Oh another thing - can you appoint a MIL "handler" at the wedding? One of your DH's siblings? Someone to make sure that she has what she needs, that she gets to where she's supposed to be for pictures, toasts, etc?
Anonymous
Anonymous wrote:Oh dear. You are very high maintenance. I hope you are a troll. But if you are not, learn this right now. She is not the MIL you expect her to be, so deal with who you have, and not who you think she should be, (this will serve you well when you have children - they also will not be what you imagined).

She sounds like a piece of work, but clearly she doesn’t care about the kinds of things you do. She’s not sentimental, and she clearly takes a less formal view of life than you do. Lighten up, Francis.


These are very wise words.
I would also add to pick your battles and not one of these would be a battle for me.
We don’t know your finances but since you say “splurge” often it sounds like maybe you are spending a lot on your wedding. If she knows that may make it tight for you, she may not be excited as you want her to be but put off that a newly married couple is spending so much. I would agree with her.
Anonymous
She sounds peculiar, but not offensive. My advice is to let it all go. I'm in an inlaw situation where all these little things get misconstrued and then gossiped about and it leaves me questioning every interaction. At this very moment, I have a text I need to reply to from an inlaw. I know that no matter how I respond, I will be wrong. My inlaw will tell my other inlaw who will tell my dh that I was rude and my dh will imply to me that I did it wrong. Op, seriously, do not be irritated that your MIL doesn't do things the way you want her to. These are very minor issues. LIVE AND LET LIVE.
Anonymous
I do not think you are high maintenance at all! You just sound like an excited bride who is trying to make sure MIL is not left out. I personally think you should just continue with all your planning to have your wedding the way you and your fiancé want it. Make your decisions on your plans and move on with out asking for her approval! All you need is your fiancé’s approval.

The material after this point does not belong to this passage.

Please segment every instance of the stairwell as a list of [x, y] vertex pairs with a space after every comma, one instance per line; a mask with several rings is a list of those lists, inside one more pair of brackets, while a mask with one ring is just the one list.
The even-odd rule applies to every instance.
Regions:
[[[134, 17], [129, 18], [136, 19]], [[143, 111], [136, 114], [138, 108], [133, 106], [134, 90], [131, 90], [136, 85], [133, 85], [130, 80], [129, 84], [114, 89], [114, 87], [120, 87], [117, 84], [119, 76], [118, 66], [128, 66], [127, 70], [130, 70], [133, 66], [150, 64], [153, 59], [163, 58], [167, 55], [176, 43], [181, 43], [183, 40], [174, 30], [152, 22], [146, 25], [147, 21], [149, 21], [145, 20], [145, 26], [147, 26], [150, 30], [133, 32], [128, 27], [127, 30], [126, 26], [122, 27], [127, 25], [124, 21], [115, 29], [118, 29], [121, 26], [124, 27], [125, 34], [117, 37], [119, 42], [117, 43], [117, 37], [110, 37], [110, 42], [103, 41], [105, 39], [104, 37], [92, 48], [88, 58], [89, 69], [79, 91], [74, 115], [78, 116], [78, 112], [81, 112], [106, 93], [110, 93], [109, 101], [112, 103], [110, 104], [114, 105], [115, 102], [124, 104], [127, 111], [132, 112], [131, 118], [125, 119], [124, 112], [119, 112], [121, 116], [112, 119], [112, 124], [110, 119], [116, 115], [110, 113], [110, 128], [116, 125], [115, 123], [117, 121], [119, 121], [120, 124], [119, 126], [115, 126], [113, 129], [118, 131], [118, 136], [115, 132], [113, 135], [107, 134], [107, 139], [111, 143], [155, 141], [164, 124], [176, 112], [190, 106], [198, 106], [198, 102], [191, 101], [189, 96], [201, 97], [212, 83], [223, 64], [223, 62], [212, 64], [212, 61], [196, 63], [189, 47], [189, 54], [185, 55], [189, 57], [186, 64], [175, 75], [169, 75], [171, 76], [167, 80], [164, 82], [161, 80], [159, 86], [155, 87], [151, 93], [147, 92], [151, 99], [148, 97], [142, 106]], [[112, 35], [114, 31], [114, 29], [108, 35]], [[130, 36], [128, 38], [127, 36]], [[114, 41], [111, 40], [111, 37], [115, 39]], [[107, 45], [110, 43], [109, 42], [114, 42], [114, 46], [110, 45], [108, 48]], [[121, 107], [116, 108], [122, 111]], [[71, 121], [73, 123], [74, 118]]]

She is not into the planning, let it go. Do not let her stress you out! Have fun planning! It is your big day! Your relationship with her will evolve over the years and it will be fine. Believe me, I would take lack of interest any day over a MIL who was demanding. Do not give her so much information. Pick what you and your fiancé like and do not ask her opinion.
I hope you have a beautiful wedding of your dreams. All you really need is a loving fiancé. My very Best Wishes to you both!
Anonymous
Isn’t it normal for moms to be very hands off of their son’s wedding?

The “on the hook” comment makes me think she thinks you’re a spendthrift. If my brother’s bride kept sending my mom links to vendors, she would think you were fishing for financial contributions.
Anonymous
You sound like a person that thrives on stress OP. You are creating it all on your own.
Anonymous
New poster here

A lot of the things you said in your OP remind me a LOT of my MIL. Yes, she was an alcoholic too.

As far as seeming disinterested in the planning--I bet that's because she is afraid if she gives any "imput" into the planning, you will expect her to pay for it. "Hey Larla, since you said you liked that videographer, we wanted you to know that your share of the bill is $xxx" I know that is not what you intend, but for some reason she has it in her mind that is what you will do; or at least, that was the case with my MIL.